I close my mouth. Whoever it was, she had a point. With my parents MIA, her dad now dead, little contact with his half-siblings, and me an only child, our family tree is indeed a slender branch rather than a mighty oak. But Em doesn’t need it rubbing in.

I march up to her room. I don’t wait to be asked in. Don’t want to be standing there until the Day of Judgement, do I? She is bunched up on her bed, sad as dirty laundry. I ignore her token resistance, give her the biggest hug I have and tell her straight. She has a family to be proud of, a mum who will always love her, a doting gran and a big brother who really isn’t that bad.

And a dad whose memory she should always treasure. And never once let go of.

Chapter 11 (#ulink_51499359-9465-5eb7-83e5-cdf4ca59c722)

Now

Becca

Becca sat in her car, slowly and carefully peeling the wrapper off a Twix. Not really her favourite, but her dad had loved them. She wasn’t quite sure why she still bought them. No, that was a lie. It was something that brought him closer. She remembered him opening the packet, handing one stick to her, eating the other himself. They’d chomp together in harmony, while her mum was out.

That stuff will kill you. Her mum had a point. Maybe her father wouldn’t have died so young if he’d reined in on the chops and chips and chocs. But it wasn’t as though Mum was into health food herself, was it? She battled the scales, same as Becca did. She just denied it, got ratty on her chickenfeed diet, and had a go at her daughter instead.
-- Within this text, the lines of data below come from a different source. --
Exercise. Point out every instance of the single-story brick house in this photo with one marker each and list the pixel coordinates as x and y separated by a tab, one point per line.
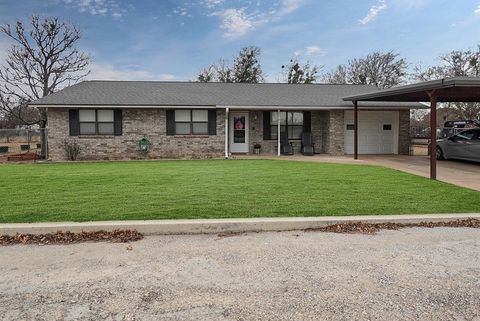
200	120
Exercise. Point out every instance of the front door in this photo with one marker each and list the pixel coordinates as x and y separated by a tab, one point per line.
238	132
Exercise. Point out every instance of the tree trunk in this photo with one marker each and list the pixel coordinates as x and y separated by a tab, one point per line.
43	134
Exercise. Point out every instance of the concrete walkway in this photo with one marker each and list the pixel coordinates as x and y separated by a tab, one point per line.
459	173
215	226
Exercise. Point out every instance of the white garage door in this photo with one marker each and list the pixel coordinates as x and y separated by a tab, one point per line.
377	132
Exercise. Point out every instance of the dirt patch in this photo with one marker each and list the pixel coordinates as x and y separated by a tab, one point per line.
116	236
373	228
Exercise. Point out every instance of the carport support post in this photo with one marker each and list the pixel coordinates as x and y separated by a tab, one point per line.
278	132
355	131
433	134
226	131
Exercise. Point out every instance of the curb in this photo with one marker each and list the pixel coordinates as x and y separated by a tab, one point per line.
214	226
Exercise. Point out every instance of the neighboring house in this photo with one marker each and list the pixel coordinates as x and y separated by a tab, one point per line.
201	120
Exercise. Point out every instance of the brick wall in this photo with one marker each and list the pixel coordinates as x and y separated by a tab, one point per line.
136	124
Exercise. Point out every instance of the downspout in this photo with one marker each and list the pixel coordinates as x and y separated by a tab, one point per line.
226	132
278	132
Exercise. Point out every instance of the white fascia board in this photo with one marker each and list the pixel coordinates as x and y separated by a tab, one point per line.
122	106
315	107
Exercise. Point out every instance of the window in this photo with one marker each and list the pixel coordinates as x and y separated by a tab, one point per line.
291	122
96	121
191	122
467	135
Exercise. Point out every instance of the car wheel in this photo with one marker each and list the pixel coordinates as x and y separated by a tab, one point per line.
440	155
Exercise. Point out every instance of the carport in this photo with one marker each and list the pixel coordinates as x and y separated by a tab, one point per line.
457	89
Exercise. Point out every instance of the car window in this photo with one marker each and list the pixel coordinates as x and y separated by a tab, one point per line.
468	134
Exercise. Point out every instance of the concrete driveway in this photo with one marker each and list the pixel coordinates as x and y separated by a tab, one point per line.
466	174
410	274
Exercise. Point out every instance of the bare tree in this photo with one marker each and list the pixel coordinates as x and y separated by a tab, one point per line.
207	74
42	59
246	68
297	73
457	63
383	70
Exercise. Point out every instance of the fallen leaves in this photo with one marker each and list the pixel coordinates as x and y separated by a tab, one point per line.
372	228
116	236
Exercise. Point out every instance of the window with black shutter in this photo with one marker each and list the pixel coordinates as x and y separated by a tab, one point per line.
194	122
290	122
96	121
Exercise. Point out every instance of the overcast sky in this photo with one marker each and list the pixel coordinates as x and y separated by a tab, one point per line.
173	40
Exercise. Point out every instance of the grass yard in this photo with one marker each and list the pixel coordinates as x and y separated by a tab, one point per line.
217	189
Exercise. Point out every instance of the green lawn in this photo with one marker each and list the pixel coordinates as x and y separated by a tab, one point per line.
217	188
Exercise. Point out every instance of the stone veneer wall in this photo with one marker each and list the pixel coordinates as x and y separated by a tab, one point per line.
404	132
136	124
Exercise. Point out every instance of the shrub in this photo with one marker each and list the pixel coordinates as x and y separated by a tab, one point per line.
72	149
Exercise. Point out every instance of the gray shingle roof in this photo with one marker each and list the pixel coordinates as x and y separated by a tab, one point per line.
158	93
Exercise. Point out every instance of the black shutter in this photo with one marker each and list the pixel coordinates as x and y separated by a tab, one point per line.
212	122
74	122
117	122
266	125
307	122
170	121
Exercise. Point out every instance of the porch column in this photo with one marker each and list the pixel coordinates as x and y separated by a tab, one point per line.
355	131
433	134
278	132
226	132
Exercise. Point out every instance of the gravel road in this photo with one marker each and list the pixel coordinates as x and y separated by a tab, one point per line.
410	274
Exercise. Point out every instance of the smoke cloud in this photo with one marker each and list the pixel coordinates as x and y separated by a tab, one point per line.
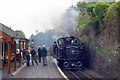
65	24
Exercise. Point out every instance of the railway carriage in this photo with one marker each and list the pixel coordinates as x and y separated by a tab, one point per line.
70	53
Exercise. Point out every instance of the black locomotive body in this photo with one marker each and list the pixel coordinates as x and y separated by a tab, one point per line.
70	53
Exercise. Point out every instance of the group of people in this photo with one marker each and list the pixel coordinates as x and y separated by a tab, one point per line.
42	54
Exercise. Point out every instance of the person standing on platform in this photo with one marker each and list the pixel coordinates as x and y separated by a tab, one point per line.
27	53
39	53
33	56
55	49
44	55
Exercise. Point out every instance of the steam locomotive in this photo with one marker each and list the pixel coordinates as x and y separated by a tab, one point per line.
70	53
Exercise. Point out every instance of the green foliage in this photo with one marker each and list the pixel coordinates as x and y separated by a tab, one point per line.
97	11
20	32
83	18
113	11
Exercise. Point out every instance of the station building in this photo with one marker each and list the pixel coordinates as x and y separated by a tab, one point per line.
10	42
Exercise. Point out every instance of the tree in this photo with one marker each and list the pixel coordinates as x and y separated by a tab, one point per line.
97	11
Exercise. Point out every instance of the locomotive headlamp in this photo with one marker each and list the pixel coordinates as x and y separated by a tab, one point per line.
79	63
66	64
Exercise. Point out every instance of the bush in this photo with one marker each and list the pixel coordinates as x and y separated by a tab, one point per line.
113	11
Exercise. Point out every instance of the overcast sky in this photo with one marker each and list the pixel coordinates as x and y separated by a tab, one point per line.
30	15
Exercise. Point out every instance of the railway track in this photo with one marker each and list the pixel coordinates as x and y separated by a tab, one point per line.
76	75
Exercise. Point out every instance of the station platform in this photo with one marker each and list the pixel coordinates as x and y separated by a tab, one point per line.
40	71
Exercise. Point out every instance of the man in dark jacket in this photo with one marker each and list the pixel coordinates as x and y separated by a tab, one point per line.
44	55
55	49
33	56
39	53
27	56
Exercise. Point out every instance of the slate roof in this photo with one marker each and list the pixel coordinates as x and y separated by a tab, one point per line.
9	31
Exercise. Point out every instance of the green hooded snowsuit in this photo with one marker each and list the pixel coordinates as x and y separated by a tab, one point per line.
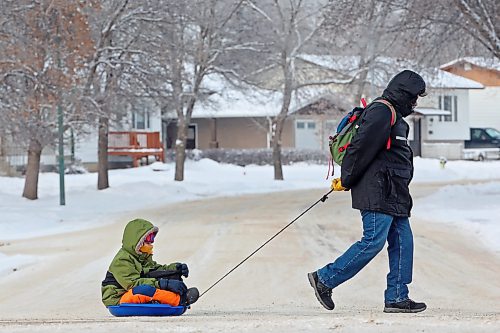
129	266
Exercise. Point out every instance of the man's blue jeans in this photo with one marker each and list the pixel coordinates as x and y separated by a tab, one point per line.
377	228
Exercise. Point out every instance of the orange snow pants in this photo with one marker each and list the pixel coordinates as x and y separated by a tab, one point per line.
146	294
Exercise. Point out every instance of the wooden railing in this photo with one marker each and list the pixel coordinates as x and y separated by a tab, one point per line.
137	145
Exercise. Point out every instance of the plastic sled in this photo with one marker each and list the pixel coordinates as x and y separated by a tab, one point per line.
133	309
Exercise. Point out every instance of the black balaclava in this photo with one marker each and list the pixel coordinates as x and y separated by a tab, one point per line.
403	91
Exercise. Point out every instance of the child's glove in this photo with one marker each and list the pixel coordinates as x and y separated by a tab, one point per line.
337	185
182	269
174	286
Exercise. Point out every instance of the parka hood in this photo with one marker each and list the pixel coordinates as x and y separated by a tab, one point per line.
403	90
134	234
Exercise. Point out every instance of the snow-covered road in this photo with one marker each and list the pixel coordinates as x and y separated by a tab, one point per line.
453	273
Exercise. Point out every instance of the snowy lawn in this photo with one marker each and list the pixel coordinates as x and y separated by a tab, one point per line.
474	207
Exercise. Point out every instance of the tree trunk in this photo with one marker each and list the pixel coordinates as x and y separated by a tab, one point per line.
276	144
280	122
32	170
102	155
180	150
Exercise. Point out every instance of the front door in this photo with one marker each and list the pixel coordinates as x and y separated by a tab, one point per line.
306	135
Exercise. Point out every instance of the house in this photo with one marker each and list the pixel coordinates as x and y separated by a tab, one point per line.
241	119
484	104
441	124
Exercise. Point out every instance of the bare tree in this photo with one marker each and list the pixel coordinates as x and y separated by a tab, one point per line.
280	32
482	22
115	64
190	41
44	45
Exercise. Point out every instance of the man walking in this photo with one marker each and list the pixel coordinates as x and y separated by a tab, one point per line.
377	168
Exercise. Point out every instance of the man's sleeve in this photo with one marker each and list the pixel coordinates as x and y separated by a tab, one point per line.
373	132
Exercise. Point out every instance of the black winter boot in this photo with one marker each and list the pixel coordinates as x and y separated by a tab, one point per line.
323	293
192	296
406	306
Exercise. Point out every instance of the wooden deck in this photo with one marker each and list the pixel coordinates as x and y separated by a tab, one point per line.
136	145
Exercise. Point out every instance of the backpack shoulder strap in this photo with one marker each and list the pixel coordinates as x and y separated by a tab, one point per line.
389	105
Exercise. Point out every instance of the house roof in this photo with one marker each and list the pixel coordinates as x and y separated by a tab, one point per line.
384	68
488	63
322	106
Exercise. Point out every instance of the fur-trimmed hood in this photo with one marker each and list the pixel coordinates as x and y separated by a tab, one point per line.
134	234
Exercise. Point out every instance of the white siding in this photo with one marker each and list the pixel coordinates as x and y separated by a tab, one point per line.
435	130
485	107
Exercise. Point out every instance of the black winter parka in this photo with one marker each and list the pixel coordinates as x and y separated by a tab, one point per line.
378	177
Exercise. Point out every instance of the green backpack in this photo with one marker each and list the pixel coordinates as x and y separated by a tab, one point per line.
347	129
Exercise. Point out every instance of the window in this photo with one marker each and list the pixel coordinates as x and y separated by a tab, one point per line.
449	103
493	133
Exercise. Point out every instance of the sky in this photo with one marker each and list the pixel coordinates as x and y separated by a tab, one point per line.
471	207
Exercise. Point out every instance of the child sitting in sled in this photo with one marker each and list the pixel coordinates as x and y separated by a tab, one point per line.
134	277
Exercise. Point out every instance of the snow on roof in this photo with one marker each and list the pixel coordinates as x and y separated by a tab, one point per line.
229	101
436	78
432	112
384	68
489	63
Becca sighed, looked out of the window. Her breath was steaming it up, giving a dreamy edge to the view. Suburbia stretched on mistily, trees bare and black now on the edges of still-perfect lawns. It was like the place she’d grown up in, just that bit bigger and better, as though everything had been inflated by some sort of celestial bicycle pump. Even the streetlights seemed taller. They’d flick on soon, twilight was falling. An SUV purred up the road, swung in to park outside a nearby garage, crunching over the gravel drive. Not the Bridges lot. Children and a dog burst out. Before anyone could pop a head up over the privet to complain about the sudden din, they were engulfed by their huge house. The silence settled over Becca again.

Leaving the car heater on meant her Twix had melted into a lump. She held it up to the light, strangely deformed, the bars fused together. She thought again of Louise Bridges’ legs in that get-up. Bloody woman. She snapped the biscuit crossly, munched for a while. Then, when she was feeling soothed, she started licking the residue off her fingers. You could say one thing for chocolate, it always tasted delicious, no matter what shape it was.

The daylight was leaching away now, greens fading to browns, browns to velvet black, and still she sat on. She knew none of Louise Bridges’ neighbours would complain about the car. There’d been so much to-ing and fro-ing lately. The police, then the papers. Attracted like flies by death, the fire, the inquest. People were inured to it now. And she’d sat here often enough. Just watching. Waiting. Plain clothes, they’d assume. If anyone knocked on her window, she was always ready with a story. Just keeping an eye on the place. They’d wander off nodding, happy as Larry. But no one would knock. That was the joy of the suburbs. All that rabid curiosity, but contained by its own net curtains, as though they were made of steel. Nobody would confront you. Write an anonymous note, yes. Ring the station to complain, possibly. But that hadn’t happened yet.